There is precedent: After the Deepwater Horizon oil spill nightmare in 2010, the Obama Administration dissolved the thoroughly corrupted Minerals Management Service, moving its regulatory work to new agencies.
It is legitimate to wonder, of course, why that new venture would have any greater success, if our national administration continued to be indifferent and conflict-averse. Or if it were implacably hostile to wildlife, like the Trump squad.
Then, too, it seems unrealistic to suppose that all but a few career civil servants will fall on their swords on behalf of rare species—that they’d risk damaging battles with abraded locals and faint-hearted higher-ups. Are chances better than fair that you and I wouldn’t, either? That kind of official courage at the FWS has to be provoked by loud, tenacious public support.
Now is a good time to begin thinking this through. According to a 2019 Gallup Poll, public support for endangered species remains extraordinarily strong. Eighty-eight percent said they worry about the extinction of plant and animal species to some degree; 68 percent “a great deal or a fair amount.”
With the new administration, prolonged pushback from the public could be marshaled against the myopia, sniping, and pandering of those in Congress for whom extinction of species that have been on the planet for millennia or millions of years is less important than the next election.
In late 2019, North Carolina’s Democratic Governor Roy Cooper warned Trump’s Interior Secretary David Bernhardt that, with regard to the red wolf, “the continued decline of this critically endangered species is unacceptable.”
On October 27, 2020, Representative Donald McEachin, Democrat of Virginia, and twenty-three other members of Congress sent a letter to Bernhardt urging the agency to “commit to the preservation and protection of our nation’s imperiled species by taking the actions necessary to ensure a prosperous future for the American red wolf.”
We assumed our role as protectors of the growing list of nearly extinct plants and animals almost half a century ago, with the passage of the Endangered Species Act, the first of its kind in the world.
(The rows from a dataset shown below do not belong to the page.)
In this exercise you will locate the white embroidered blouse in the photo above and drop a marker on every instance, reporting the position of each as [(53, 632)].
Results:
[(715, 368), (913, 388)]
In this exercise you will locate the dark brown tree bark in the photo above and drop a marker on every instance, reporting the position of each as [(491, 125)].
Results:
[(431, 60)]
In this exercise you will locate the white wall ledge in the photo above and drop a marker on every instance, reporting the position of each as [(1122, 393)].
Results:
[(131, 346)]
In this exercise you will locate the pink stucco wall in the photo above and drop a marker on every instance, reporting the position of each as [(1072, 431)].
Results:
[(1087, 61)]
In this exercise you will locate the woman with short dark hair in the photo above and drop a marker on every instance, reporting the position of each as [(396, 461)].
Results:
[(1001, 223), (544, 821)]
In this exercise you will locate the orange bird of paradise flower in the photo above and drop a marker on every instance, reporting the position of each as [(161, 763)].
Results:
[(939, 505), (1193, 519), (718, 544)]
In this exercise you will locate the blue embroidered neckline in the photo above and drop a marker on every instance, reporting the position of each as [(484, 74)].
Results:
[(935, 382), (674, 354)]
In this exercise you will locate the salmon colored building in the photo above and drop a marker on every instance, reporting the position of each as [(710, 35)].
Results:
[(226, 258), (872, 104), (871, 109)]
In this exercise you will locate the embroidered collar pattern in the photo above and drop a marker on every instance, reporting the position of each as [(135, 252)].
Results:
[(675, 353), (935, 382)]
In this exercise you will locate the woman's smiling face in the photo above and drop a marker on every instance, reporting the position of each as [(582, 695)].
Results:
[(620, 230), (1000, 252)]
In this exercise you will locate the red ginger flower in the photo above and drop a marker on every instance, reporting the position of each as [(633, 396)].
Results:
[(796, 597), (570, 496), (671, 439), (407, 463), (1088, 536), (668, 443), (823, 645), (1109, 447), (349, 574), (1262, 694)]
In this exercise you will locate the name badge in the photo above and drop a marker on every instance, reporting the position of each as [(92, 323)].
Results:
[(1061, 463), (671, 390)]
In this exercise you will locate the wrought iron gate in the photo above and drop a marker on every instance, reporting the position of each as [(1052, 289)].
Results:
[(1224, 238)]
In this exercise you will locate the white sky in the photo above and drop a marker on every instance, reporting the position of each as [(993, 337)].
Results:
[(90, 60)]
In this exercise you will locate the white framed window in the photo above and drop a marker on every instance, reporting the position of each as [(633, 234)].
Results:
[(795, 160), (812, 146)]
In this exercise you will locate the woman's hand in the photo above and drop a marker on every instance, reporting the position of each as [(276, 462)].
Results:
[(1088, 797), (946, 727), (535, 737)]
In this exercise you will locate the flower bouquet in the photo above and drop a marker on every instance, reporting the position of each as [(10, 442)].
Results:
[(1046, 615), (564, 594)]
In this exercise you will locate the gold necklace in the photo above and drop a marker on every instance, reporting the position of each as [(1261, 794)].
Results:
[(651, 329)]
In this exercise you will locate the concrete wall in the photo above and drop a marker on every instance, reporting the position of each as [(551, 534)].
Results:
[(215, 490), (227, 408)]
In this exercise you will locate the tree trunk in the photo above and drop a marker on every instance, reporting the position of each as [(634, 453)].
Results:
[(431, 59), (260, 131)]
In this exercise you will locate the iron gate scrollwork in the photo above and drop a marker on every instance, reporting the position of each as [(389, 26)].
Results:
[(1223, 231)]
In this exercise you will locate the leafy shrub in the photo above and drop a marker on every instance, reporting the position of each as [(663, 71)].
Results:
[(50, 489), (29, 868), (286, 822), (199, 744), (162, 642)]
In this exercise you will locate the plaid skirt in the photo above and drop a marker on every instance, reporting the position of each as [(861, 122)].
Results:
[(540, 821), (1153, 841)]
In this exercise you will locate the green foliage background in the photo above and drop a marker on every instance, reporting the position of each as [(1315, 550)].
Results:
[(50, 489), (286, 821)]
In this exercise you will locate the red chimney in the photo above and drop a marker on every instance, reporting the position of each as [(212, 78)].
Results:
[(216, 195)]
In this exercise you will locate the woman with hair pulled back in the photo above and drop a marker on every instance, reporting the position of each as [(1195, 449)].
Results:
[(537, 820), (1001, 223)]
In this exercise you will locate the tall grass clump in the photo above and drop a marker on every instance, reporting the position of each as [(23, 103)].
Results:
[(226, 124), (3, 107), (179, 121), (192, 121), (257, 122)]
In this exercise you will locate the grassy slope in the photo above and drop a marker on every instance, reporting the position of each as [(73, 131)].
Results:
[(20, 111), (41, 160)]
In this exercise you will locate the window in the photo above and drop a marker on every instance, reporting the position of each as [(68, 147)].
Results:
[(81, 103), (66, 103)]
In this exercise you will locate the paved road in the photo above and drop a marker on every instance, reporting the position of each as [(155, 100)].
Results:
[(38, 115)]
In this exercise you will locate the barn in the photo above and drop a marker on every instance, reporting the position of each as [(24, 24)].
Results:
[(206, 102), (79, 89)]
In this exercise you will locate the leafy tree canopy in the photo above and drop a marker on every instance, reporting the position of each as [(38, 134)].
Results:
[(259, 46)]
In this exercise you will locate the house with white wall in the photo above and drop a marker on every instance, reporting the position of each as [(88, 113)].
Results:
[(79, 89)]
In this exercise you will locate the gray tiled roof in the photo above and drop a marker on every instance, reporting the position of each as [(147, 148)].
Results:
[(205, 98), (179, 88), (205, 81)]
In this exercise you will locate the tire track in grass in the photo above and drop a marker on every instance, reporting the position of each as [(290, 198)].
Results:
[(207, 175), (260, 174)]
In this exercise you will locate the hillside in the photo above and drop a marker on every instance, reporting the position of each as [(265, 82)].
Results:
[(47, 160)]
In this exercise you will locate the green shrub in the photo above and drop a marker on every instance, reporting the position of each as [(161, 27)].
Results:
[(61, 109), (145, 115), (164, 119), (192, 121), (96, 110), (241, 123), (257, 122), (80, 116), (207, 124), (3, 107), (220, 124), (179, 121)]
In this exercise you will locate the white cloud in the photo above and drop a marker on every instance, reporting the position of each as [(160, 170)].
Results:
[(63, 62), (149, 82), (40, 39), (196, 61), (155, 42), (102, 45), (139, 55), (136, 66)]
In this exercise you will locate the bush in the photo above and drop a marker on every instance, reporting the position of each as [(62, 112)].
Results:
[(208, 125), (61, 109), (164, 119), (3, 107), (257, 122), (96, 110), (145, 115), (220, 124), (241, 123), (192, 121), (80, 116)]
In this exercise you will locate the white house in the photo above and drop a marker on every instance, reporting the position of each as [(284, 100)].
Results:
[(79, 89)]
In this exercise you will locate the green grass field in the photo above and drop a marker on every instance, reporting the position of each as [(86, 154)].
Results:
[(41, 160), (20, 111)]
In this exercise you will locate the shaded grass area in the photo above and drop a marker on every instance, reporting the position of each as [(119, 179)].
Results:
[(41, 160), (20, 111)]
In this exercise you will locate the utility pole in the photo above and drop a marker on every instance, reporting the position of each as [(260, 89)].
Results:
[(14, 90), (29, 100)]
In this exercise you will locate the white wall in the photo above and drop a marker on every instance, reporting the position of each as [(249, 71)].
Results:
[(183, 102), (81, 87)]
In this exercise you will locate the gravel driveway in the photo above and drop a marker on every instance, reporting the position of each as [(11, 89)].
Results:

Since then, the prospect of mass extinctions has grown far more immediate—a million species worldwide, according to a recent United Nations report.
“Nothing is more priceless and worthy of preservation than the rich array of animal life with which our country has been blessed,” Republican President Richard Nixon said on signing the act into law in 1973. But if we want to keep that promise—it’s ours, not his—we’ll have to find a national government and a Fish and Wildlife Service that will fight for it.